I've been some combination of confused, terrified and furious since that Thursday night with Jason. If you can't sense that, then you're doing a terrible job reading my emotions. If I could have you evicted, fired, or arrested, I would. In a heartbeat.

It can't serve your purposes to have me crazy and irrational...unless you're a demon trying to make me crazy and irrational. Is that what you are?

You talk as if you want to be my guardian angel, yet you haven't shown any knowledge of anything heavenly. All I know about your goals and objectives is an obsession with some diaper story you wrote before you died. I don't understand what that has to do with you finding your ultimate destination, and I don't think you do either. I wonder how many bedwetters are really evidence of lost souls looking for a story?

OK, I've got that off my chest. I said I'll go see your wife about the file, and I will, if only because it will keep you from making trouble for me or someone else. There's no chance I'll let you borrow my body for the trip. You might think you know how to do a good chirpy extroverted cheerleader, but I'm the expert, and I don't know you well enough to trust that you won't commit other mischief on the way that will come back to haunt me. Pun intended.

That file being where and what you claim is also evidence you're telling the truth. I need to find it myself and see it with my own eyes to be sure its not a trick. That's still not 100% proof, but it helps.

I'm pretty sure I know where your fire safe is, from being in your basement at a party with my parents. I was watching when you showed them. Its not a safe at all, but it is fireproof. No, I'm not going to describe it in case one of these wierdos knows where your wife lives.

You are right about one thing. A safeword is a good idea. It never hurts to be prepared. If I need you, I'll sit down, say "Sorry, foot cramp", and tug on the toes of my left shoe. That should put you in a position to take over without a crash and burn. Don't get any ideas. I'm considering going over there diapered. That means if I call you out, I would expect you to come out, and go back in as soon as we get what we need. No longer. I mean it.

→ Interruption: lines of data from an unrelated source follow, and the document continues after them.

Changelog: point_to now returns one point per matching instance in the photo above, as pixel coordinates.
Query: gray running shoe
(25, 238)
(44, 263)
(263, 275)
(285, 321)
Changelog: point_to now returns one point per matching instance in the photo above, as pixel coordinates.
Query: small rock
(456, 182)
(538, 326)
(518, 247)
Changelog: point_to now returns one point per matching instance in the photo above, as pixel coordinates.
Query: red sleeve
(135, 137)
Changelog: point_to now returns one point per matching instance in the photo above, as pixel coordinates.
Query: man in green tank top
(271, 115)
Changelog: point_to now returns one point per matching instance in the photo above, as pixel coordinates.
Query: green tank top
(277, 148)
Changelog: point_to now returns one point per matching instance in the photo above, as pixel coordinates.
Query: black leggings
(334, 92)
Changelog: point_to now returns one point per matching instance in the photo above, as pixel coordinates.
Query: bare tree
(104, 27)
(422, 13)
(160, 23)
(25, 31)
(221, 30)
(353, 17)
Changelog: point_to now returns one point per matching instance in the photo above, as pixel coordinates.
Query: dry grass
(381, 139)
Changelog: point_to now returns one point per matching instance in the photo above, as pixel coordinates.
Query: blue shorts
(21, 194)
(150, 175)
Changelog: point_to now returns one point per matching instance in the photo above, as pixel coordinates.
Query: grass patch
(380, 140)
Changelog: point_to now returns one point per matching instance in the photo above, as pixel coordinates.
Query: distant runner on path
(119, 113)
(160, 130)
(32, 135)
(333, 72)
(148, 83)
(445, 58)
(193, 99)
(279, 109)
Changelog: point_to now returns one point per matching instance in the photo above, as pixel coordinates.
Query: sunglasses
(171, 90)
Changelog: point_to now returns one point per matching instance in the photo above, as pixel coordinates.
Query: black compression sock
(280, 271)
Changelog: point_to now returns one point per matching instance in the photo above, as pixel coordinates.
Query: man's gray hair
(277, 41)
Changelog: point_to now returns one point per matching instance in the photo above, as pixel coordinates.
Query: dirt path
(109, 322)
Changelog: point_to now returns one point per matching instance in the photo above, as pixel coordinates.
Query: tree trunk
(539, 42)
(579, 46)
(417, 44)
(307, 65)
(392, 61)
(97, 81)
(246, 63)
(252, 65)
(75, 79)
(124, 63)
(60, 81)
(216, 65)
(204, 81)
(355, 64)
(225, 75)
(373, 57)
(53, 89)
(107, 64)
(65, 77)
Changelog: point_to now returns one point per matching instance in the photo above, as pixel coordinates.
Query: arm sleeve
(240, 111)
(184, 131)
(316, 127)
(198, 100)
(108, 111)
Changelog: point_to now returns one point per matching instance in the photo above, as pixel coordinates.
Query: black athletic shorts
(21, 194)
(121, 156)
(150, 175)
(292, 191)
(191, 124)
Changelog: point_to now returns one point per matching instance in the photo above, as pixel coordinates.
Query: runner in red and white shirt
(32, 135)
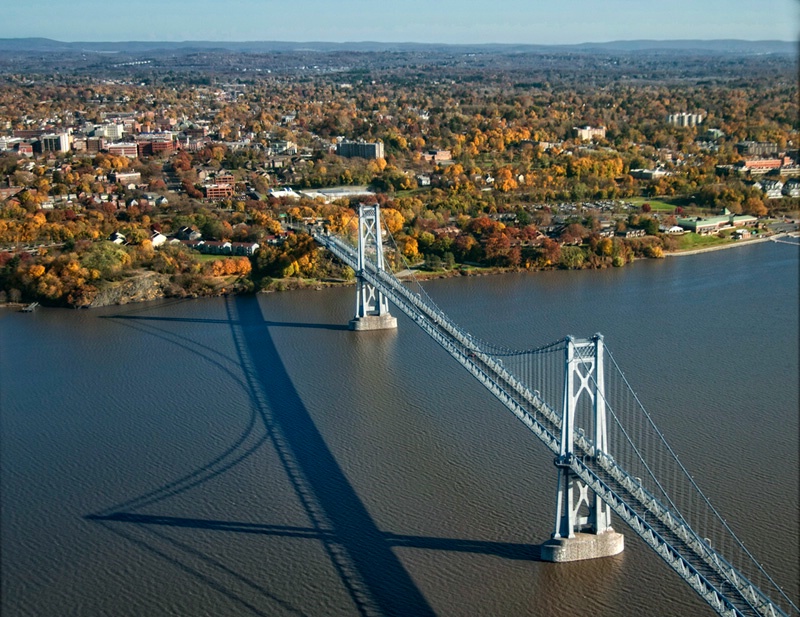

I don't really care if your wife happens to notice I'm diapered. Even if she never knew about my issues (God, I still can't believe my Dad told you...unless that's one of your little demon lies and you know it some other way). She doesn't ever see my parents, so there's almost no possibility it'll come back to me.

That's all for now. Stay put. I might give you permission for a quick chat before I go over to see your wife. Might.

P.S. Is there any way you could go to sleep, or disconnect or something when I'm with Jason...or in the bathroom? Knowing you're in there watching is just too creepy for words.

P.P.S. The sad truth is, I've been so freaked out and preoccupied the last couple weeks, Jason probably had a better time with you than he would have with me. No, that is NOT permission to come out.

P.P.P.S. Yeah, I suspect you can come out any time you want, whether I give you permission or not. Remember that I have the letter, and I hid it in a secure place while you were with Ally. Its not exactly nuclear deterrent, but I do know you want that almost as much as you want the original story.